Funziona bene come ammorbidente in lavatrice, brillantante nella lavastoviglie, come ottimo detergente anticalcare e blando igienizzante sui sanitari del bagno. Come per l’aceto, anche l’uso dell’acido citrico va evitato su quelle superfici che non amano le sostanze acide, come il marmo, il legno e il cotto.

RICETTA ANTICALCARE
Versare in uno spruzzino di recupero 75 g di acido citrico in polvere e 500 ml di acqua (soluzione al 15%). Agitare sempre bene prima di ogni uso. Spruzzare sulla superficie incrostata, lasciare agire qualche minuto e poi passare con la spugna. Se non lo usate sulla plastica, il risultato è garantito.

RICETTA AMMORBIDENTE
Se la vostra acqua è particolarmente dura (molto calcarea), un ammorbidente sarà probabilmente necessario. Si può usare una soluzione di acido citrico al 10%. Ciò significa che rispetto alla ricetta dell’anticalcare ne vanno messi 100 grammi per litro d’acqua. Va poi versato nella vaschetta dell’ammorbidente della lavatrice, fino a riempirla.

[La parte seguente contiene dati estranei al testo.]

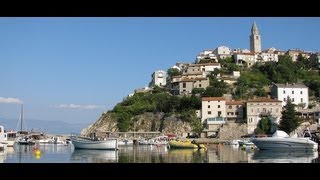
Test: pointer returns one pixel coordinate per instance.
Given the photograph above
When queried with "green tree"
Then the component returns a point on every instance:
(314, 61)
(173, 72)
(196, 125)
(289, 121)
(264, 126)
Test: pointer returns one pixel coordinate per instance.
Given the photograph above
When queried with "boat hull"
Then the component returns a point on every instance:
(109, 144)
(271, 143)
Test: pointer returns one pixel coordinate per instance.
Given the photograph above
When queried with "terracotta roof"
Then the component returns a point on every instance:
(186, 80)
(205, 64)
(264, 100)
(245, 54)
(200, 78)
(176, 76)
(291, 85)
(195, 73)
(234, 103)
(213, 99)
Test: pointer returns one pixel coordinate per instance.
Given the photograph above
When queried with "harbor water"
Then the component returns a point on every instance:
(216, 153)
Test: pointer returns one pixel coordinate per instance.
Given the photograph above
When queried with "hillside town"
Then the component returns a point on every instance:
(216, 111)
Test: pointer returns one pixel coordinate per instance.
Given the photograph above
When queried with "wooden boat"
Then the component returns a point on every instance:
(186, 144)
(89, 143)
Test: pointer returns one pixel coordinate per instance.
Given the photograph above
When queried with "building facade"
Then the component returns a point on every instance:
(159, 78)
(298, 93)
(255, 39)
(262, 107)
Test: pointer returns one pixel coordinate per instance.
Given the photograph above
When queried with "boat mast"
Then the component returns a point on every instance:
(21, 118)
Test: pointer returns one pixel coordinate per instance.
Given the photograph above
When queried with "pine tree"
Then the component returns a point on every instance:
(289, 122)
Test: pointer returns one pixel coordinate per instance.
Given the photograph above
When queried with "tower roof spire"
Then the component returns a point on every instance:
(254, 28)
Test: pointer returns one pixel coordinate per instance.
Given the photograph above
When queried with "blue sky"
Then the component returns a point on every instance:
(73, 69)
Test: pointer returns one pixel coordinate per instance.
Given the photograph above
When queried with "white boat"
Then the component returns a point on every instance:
(282, 156)
(88, 143)
(125, 142)
(280, 140)
(4, 139)
(94, 156)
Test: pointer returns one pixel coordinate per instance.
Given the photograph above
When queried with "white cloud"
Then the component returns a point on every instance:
(78, 107)
(10, 100)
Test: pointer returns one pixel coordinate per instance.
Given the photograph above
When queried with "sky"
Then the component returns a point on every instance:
(72, 69)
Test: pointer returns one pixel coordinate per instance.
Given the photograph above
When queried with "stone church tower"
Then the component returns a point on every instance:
(255, 39)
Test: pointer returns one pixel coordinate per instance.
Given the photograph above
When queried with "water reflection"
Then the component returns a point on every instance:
(227, 154)
(187, 156)
(269, 156)
(94, 156)
(152, 154)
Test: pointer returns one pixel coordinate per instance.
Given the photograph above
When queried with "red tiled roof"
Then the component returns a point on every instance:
(205, 64)
(234, 103)
(213, 99)
(264, 100)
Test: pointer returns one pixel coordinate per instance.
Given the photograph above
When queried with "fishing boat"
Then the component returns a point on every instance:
(80, 142)
(23, 138)
(280, 140)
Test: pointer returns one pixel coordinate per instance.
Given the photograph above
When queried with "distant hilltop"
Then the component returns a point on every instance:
(221, 87)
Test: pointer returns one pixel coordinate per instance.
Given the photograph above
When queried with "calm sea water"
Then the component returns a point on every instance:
(152, 154)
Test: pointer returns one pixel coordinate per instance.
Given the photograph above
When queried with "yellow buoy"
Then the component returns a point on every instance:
(37, 156)
(37, 153)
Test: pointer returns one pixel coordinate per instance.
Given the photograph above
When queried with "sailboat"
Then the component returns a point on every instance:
(23, 139)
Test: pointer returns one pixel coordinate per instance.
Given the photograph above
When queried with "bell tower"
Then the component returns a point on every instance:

Se volete sperimentare le vostre pulizie creative, potete trovare l’acido citrico direttamente qui.

(parzialmente estratto dal libro “Pulizie Creative” di Elisa Nicoli, ed. Altreconomia, 2011)

Comments

  1. efisio

    ottimo articolo, chiaro e conciso 😉

  2. elisa

    grazie 🙂

  3. Andrea

    Ciao!
    Si può usare anche come brillantante per lavastoviglie?
    A quale concentrazione?
    Grazie!

  4. Lorena

    Buon giorno vorrei sapere se l’acido citrico può essere usato come conservate nelle creme fai da te prodotte in casa.e se si in quale percentuale su 100 gr di prodotto.Grazie aspetto risposta Lorena

  5. Luigi

    Ciao, l’acido citrico non è un conservante, nelle creme ha la sola funzione di regolare il pH e non c’è una % fissa a cui fare riferiemento, in quanto dipende dagli altri ingredienti inseriti.
    Consideri che il ph finale normalmente viene portato ad un ph simile a quello della pelle, e cioè di 5,5 mediante l’inserimento appunto di acido citrico.